Once the Maoist-led government decision to sack the Army chief was revoked by the President and the Army Chief was reinstated, Prachanda resigned as the Prime Minister in May. Now, it was the Maoists’ turn to obstruct the House. They have since implemented a three phase protest movement demanding that the President’s action be termed as ‘unconstitutional’ as it challenges ‘civilian supremacy’. They decided to obstruct the functioning of the regular session of the parliament; protest in the parliament and the streets; and obstruct all public programs of the President, Prime Minister and other ministers. In the second phase starting in November, they organised torch rallies, picketed the district administration office and village development committees across the country and blocked the office gates to prevent the employees from entering inside. In the third phase which began on 11 December, they declared over a period of one week 13 autonomous states based on ethnicity and region. On 25 December, they launched the fourth phase of the protest movement where the party will campaign for national independence and sovereignty. They said that an indefinite general strike will be launched if the coalition government fails to address the issue of civilian supremacy by 24 January 2010. The silver lining is that just before the launch of the fourth phase, the UCPN (Maoist) decided to end the house obstruction and instead adopt a different strategy of protest inside the House for civilian supremacy.

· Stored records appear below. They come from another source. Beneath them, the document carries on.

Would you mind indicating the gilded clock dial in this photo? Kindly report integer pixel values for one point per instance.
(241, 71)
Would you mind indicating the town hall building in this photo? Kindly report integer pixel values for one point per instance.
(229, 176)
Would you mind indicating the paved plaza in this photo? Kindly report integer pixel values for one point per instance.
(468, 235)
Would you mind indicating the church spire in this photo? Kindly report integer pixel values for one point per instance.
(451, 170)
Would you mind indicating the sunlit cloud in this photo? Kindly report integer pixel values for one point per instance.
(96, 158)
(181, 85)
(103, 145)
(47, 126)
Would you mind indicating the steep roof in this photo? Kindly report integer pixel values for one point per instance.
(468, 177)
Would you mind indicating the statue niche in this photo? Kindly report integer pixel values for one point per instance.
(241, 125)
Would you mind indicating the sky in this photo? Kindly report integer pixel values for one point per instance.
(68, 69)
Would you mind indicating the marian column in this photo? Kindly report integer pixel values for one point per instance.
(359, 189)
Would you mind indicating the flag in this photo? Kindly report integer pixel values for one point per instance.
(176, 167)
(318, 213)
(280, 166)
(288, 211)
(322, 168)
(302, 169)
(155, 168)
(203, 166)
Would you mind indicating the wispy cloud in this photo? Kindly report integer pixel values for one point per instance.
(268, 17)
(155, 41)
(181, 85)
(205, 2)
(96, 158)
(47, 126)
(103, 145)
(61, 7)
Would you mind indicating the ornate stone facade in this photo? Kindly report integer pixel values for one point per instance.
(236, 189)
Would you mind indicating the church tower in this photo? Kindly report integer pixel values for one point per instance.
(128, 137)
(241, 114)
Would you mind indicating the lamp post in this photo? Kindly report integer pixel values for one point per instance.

It is interesting to note that the debates preceding the three issues of discord with the army, as and when they arose, clearly show that the Maoists failed to build a consensus. Their actions and statements got no definitive approval from any quarter in the legislative parliament. The question is not whether the Maoists were right or wrong, the fact is that they were isolated. Confrontation was already there and focusing solely on the Presidents action or inaction deflects from the layers of discord which exist. It is therefore not surprising that they have not been able to garner enough support and consensus from the other parties to term the Presidents action as ‘unconstitutional’. The parties suggest that statues and the interim constitution can be amended clarifying the jurisdiction of the President instead. Their suggestion that they should be allowed to lead a national government has also not found much support.
At the end of 2009, Nepal has not much to show regarding the progress made in the peace process. If anything, there is fear and apprehension that the country might again plunge into turmoil. The Maoists have the most to gain from the success of the peace process. They waged an insurgency to have an elected CA and a new inclusive constitution to be written. Their method of obstruction and confrontation undermines these very vital mechanisms. The Maoists need to reflect over ways to redress the existing trust deficit between them and other political parties in order to move forward on the peace process.